When I was first diagnosed with IT, the first emotion I felt was shock followed by lots of crying and obviously the ‘why me?’ question.  I know it’s a cliché, but I did think that IT was definitely something that happened to other people, but when the unbelievable occurred and I found myself in that situation, lots of phrases like ‘that’s unfair’, ‘what have I done to deserve this?’, ‘I shouldn’t have drunk all that wine’, ‘there are far more unhealthy people out there who don’t get IT!’ and other negative thoughts arose.
After the shock, came the rollercoaster of appointments, tests, biopsies and scans which actually did help as there was no time to dwell on IT.  I’m sure most people who are diagnosed with IT would agree that the months of treatment following are actually a blur and it’s only when you reflect on that time that you realise the extent of what you have been through.

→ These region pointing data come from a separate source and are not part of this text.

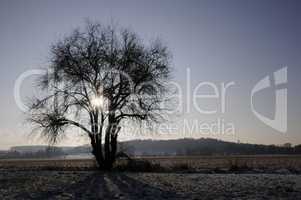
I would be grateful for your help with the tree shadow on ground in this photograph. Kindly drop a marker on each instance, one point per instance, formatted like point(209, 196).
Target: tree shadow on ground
point(99, 185)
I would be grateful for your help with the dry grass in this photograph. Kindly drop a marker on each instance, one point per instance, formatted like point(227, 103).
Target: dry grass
point(177, 163)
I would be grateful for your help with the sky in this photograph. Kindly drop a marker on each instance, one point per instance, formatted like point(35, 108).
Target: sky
point(213, 43)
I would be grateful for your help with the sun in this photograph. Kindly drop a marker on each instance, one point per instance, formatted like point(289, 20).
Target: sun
point(97, 102)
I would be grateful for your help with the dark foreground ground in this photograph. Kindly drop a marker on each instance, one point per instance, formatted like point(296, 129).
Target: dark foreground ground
point(44, 184)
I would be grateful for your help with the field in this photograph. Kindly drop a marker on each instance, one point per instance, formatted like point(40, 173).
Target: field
point(265, 177)
point(193, 163)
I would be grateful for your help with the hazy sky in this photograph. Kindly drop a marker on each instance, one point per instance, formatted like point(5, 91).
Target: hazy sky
point(219, 41)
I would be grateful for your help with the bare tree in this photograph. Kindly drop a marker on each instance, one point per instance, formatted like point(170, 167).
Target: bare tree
point(105, 75)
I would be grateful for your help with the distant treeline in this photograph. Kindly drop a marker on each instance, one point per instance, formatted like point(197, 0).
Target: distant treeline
point(183, 147)
point(47, 152)
point(204, 146)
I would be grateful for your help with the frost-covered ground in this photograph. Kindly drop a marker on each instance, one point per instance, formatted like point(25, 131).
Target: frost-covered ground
point(96, 185)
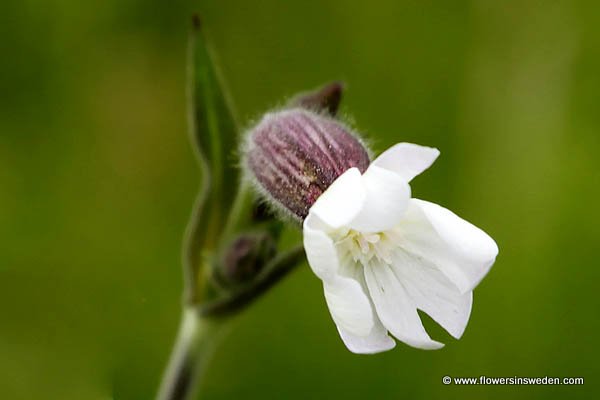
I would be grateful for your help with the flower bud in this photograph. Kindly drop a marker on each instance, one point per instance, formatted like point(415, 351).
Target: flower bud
point(295, 155)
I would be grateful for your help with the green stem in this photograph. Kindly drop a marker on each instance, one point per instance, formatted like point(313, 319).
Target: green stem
point(198, 337)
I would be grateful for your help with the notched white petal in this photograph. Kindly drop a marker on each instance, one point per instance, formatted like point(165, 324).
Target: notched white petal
point(320, 249)
point(395, 309)
point(349, 306)
point(376, 342)
point(387, 196)
point(462, 252)
point(340, 203)
point(432, 292)
point(407, 159)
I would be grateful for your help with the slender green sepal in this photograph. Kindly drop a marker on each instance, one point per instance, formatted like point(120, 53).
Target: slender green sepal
point(214, 134)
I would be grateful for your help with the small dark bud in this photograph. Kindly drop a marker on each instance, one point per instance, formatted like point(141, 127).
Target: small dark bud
point(327, 99)
point(295, 155)
point(246, 257)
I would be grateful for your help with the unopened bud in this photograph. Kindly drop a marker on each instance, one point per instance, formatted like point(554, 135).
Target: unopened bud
point(295, 155)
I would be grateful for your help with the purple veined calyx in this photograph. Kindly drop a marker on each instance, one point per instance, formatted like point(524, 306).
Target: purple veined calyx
point(295, 155)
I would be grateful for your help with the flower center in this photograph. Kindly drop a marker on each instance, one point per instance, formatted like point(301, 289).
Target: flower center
point(366, 248)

I’m now at that stage where I don’t think about IT all the time, only when I have an appointment, when it suddenly pops into my mind for no apparent reason or when I am conscious of the aches and pains caused by my medication.  Even now, I still can’t believe that I had IT.  I feel very lucky in that my body hasn’t changed much at all as I didn’t need a mastectomy so when I look in the mirror, it’s physically still me.  The only difference is my hair which is now white/grey and very short, but apparently that is very on trend at the moment so I don’t mind that at all!
The ‘why me?’ question has now faded and has been replaced with extreme gratitude for the superb medical treatment and care I received and for all the support and love I have had from my fantastic family and friends.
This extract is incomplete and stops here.